Serious eye-rolling at the ~2M case.
> Currently for debugging we preserve the tail of output snippet up to the
> limit, and to get full output one can run outside of the launcher
> (--single-process-tests/--single_process). Does that sound good?
It's fine for cases where the log spew is cross-platform, but
sometimes/often it can be a substantial investment to build something
on a specific platform if it's not one of the core platforms you
routinely build on. If I make a change and it tips a test from just
under the threshold to just over the threshold, then I'm more likely
to do the right thing if it's quick and easy to do it immediately
without adding barriers.
My understanding is that storing many megabytes of log spew is a
scalability issue for the steady state, where we're storing it for the
successful runs.
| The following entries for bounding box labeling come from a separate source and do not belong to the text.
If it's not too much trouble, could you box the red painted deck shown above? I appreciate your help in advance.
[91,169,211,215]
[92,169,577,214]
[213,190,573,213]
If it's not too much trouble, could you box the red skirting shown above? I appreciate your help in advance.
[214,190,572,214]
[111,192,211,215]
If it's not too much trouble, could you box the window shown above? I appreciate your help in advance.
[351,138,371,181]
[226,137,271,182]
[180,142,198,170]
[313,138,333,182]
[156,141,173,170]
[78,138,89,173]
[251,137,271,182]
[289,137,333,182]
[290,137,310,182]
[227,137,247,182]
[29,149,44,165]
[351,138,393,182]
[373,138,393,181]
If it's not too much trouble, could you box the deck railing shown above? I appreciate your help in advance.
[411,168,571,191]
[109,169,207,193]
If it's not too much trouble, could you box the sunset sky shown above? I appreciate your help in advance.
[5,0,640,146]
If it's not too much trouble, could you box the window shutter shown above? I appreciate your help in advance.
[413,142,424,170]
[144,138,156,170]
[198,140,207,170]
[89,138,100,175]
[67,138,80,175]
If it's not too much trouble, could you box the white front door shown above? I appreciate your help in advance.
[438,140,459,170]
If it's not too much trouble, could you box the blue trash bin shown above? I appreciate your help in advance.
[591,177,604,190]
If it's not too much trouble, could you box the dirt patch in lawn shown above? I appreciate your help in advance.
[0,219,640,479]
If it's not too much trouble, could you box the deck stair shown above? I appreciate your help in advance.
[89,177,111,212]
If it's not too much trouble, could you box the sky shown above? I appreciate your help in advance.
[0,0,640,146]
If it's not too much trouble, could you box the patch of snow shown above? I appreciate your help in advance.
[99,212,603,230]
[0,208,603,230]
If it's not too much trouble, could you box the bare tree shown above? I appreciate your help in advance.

There should be orders of magnitude fewer failures
due to excessive logging, so keeping more in that case shouldn't be a
huge infrastructure issue.
Also, this is more of an issue when we tighten the screws. If we keep
100k of data, in all likelihood there's more than enough there to
identify major culprits. If we keep 10k, it's less likely. If we
kept 2k it's very possible that the majority offender doesn't even
show up, or isn't obvious. You can work around it by commenting out
the causes of that 2k and repeating until you get traction, but doing
it in one pass would be much happier.
> For post-processing, I was considering that. I came to conclusion that some
> examples would be useful to see how effective such heuristics are. I'm not
> sure if the lines would be identical - timestamps and PIDs would probably
> vary. In some cases the postprocessing might remove something important from
> the logs - it seems prudent to keep original version, but then it could
> defeat the point of deduping.
Just to be clear - I don't mean de-duping, which just encourages
people to leave things alone. I'm thinking more in terms of
cross-test analysis. If someone is logging 15 lines into EVERY test,
then we should probably visit whether we can remove it entirely or
condense it into one line. We definitely shouldn't elide it in any
way.
Maybe another angle on this is to have thresholds for per-test log
output, and additional thresholds per test target. We might need to
loosen the threshold per test target as new tests are added, but that
loosening could provide the signal to analyze for common log lines
again.
-scott